April 12, 1991|By Anna Quindlen

MORE THAN 100 years ago, a great man did something that great men sometimes do. He fell in love. The problem was that he was married at the time and had 10 children, and that his beloved was an actress many years his junior.

But the larger problem was that he was considered a kind of god, and that part of his elevation sprang from his image as champion of home and hearth.

His solution was despicable. He insisted his wife was mentally ill, he took away their children and attacked as vicious gossip the stories about his attachment to the actress.

The man was Charles Dickens, the actress Nelly Ternan, and this account of their relationship is contained in "The Invisible Woman," a marvelous story of a woman sacrificed on the altar of public image. The book suggests that Dickens believed his popularity demanded he make a kind of lie of his life.

Maybe he was right. Or maybe he just underestimated the public. Maybe he was just a tiny bit like Nancy and Ronald Reagan; after all, Dickens was an amateur actor too.

You've heard -- and heard and heard and heard -- about Kitty Kelley's new biography of Mrs. Reagan. (This is the first time -- and probably the last -- that anyone has compared it to Dickens.) You've heard it's a dishy book. You've heard it's an exhaustive book. Exhausting is more like it; like marathon running, it feels so good when you stop.

Here is what you haven't heard: It's a pathetic book. There are the children Nancy dealt with only in nagging telephone calls to headmasters of boarding schools while she was publicly touting the virtues of family. And the tale she told of her childhood as "good old times in the good old days," even though her actress mother dumped her for five years with an aunt and uncle.

The most chilling anecdote comes not from Frank Sinatra but from Kirk Douglas, whose son Eric was young Ron Reagan's best friend. One day, seeing a bumper sticker on the Reagan family car, Eric said, "Boooo, Goldwater."

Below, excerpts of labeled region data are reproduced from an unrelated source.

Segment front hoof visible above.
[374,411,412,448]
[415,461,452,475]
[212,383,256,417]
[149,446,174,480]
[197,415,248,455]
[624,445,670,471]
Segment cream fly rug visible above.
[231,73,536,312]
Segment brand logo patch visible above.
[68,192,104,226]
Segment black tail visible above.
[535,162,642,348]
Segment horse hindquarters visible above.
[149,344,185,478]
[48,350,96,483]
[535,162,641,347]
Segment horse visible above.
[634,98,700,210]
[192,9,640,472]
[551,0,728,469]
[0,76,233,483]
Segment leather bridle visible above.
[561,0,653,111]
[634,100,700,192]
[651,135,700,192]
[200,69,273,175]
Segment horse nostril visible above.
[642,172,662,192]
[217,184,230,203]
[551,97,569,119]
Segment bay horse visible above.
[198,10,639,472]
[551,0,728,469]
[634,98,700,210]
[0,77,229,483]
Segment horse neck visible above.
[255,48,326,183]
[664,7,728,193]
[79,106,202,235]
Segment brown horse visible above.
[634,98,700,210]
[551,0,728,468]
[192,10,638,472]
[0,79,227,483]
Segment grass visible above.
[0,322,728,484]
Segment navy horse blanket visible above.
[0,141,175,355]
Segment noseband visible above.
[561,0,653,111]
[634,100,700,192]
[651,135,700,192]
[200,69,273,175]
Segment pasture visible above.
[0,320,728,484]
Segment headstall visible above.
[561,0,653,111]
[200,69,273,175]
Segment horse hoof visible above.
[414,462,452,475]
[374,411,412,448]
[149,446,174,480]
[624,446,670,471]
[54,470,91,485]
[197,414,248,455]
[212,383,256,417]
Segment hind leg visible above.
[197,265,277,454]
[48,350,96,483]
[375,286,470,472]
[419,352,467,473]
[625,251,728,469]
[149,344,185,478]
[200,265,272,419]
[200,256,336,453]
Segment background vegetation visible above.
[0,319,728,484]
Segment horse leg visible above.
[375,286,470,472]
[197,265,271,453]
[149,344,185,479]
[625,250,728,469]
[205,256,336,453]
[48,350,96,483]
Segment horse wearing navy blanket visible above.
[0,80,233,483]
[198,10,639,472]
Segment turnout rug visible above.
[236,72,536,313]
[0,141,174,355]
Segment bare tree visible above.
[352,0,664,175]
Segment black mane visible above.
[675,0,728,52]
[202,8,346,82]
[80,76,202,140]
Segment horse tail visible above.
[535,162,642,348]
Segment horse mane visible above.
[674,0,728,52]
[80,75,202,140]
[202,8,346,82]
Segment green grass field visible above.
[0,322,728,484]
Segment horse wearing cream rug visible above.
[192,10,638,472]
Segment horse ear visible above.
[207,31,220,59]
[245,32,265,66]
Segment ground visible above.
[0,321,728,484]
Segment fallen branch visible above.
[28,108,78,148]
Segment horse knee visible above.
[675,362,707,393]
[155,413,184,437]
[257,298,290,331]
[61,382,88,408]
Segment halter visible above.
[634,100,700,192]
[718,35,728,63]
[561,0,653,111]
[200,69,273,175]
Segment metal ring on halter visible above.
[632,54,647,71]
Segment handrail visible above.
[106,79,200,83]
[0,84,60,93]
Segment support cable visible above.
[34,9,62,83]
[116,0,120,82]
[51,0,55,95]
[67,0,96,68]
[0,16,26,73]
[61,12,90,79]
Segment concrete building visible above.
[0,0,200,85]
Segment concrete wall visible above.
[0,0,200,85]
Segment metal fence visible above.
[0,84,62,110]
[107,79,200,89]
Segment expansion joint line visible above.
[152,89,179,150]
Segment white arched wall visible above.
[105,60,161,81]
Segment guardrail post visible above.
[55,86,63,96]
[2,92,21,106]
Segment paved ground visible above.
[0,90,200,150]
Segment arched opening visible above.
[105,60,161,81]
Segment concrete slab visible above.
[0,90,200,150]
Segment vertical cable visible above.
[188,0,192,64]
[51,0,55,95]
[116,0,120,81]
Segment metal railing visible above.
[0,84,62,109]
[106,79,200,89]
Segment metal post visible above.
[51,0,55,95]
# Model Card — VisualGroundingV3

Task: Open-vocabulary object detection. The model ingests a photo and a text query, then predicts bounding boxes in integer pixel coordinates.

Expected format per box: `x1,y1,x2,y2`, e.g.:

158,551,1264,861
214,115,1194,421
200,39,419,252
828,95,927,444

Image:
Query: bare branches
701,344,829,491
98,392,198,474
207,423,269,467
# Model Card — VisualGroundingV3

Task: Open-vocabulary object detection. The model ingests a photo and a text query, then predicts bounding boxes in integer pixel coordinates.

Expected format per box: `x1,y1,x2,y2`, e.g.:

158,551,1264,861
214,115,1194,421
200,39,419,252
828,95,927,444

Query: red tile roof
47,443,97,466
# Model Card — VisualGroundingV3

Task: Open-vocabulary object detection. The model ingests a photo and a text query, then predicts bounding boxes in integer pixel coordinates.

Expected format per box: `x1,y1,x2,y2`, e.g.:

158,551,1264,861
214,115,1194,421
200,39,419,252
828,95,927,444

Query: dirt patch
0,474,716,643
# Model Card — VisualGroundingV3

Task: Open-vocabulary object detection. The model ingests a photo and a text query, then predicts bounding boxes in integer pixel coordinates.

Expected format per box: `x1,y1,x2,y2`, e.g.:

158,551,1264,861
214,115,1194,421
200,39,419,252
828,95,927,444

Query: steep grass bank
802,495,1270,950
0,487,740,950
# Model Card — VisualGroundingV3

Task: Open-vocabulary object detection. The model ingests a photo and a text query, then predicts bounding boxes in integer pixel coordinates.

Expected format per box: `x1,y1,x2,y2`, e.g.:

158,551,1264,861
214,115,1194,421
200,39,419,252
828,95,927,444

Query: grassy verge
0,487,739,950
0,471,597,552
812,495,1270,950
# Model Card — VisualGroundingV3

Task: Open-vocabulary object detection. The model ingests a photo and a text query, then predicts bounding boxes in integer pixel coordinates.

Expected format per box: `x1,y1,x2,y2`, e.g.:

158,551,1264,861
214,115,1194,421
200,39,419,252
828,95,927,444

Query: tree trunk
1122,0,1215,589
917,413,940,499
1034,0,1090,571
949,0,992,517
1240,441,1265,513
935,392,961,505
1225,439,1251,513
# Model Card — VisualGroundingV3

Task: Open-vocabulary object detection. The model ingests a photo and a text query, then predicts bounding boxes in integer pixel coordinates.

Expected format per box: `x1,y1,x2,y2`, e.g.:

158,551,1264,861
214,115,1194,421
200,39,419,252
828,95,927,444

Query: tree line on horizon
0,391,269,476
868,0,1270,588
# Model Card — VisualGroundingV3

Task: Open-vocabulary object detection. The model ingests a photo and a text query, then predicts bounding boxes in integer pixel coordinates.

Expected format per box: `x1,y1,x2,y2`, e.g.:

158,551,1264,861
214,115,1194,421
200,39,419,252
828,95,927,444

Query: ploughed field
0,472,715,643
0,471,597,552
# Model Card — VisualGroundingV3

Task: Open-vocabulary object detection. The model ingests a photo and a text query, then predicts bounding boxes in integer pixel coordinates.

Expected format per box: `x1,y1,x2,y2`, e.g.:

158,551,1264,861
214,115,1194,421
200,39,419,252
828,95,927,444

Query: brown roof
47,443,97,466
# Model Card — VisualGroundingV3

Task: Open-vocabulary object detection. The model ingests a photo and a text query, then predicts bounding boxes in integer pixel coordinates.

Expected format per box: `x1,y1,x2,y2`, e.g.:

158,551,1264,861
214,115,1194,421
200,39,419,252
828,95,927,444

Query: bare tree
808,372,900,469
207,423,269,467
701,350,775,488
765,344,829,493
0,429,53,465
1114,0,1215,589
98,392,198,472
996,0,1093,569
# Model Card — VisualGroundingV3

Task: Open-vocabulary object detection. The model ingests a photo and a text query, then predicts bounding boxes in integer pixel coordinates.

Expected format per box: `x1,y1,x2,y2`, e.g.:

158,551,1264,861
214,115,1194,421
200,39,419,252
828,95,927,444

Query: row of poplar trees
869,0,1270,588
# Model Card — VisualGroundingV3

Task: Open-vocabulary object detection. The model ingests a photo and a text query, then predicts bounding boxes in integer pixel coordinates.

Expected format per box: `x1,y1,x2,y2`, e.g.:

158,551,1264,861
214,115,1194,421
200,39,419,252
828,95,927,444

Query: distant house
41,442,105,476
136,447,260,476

Nancy went ballistic and phoned Eric's parents. "You come right up here and take this boy," she demanded. Then she roared off into the sunset, leaving Eric sobbing with the maid. And that was the end of the friendship.

The kid was 5 at the time.

Occasionally our public figures are squarely in the pantheon of real people: Betty Ford saying she would not be surprised if her daughter had an affair, Jimmy Carter lusting in his heart.

The irony is that Nancy Reagan could have made hay talking feelingly about her childhood or her stepchildren. Buried deep beneath the Adolfo suits were trace elements of those things that make us most human. But her character refused to let them loose.

Instead she affected perfection: the happy family, the idyllic marriage, the flawless clothes. Among the people sacrificed on that altar are ordinary people, who wonder what character flaw brought them divorces, estrangements, raveled hems. Our public figures illustrate either who we are or who we will never be. When they turn out to be less than either, we gloat.

Dickens' work speaks for itself. "Bleak House" remains a great book by a flawed man. If only he had used his real life to enrich his portrayals of women. But that might have required introspection he could ill afford.

Ronald Reagan's administration will speak for itself, too. And some of what it will say is here, almost inadvertently, in the portrait of a wife who wiped her husband's children by a first marriage off the screen of family history, who feared her son would become gay because he was a ballet dancer, who pretended everything was fine even when it wasn't.

Does it matter if the president dyed his hair? No, except that it became so terribly important that no one suspect he did.

Perhaps all this explains why people have fallen joyfully upon Barbara Bush, an L.L. Bean kind of first lady. Perhaps it explains why they have fallen gleefully upon this book.

Next to living well, the best revenge is discovering that those who do are flawed, that perfection is papier-mache.

This is a book about choosing appearance over reality, and the tumult surrounding it is about how damaging it can be when the two are far apart. In that sense, it typifies the Reagan administration.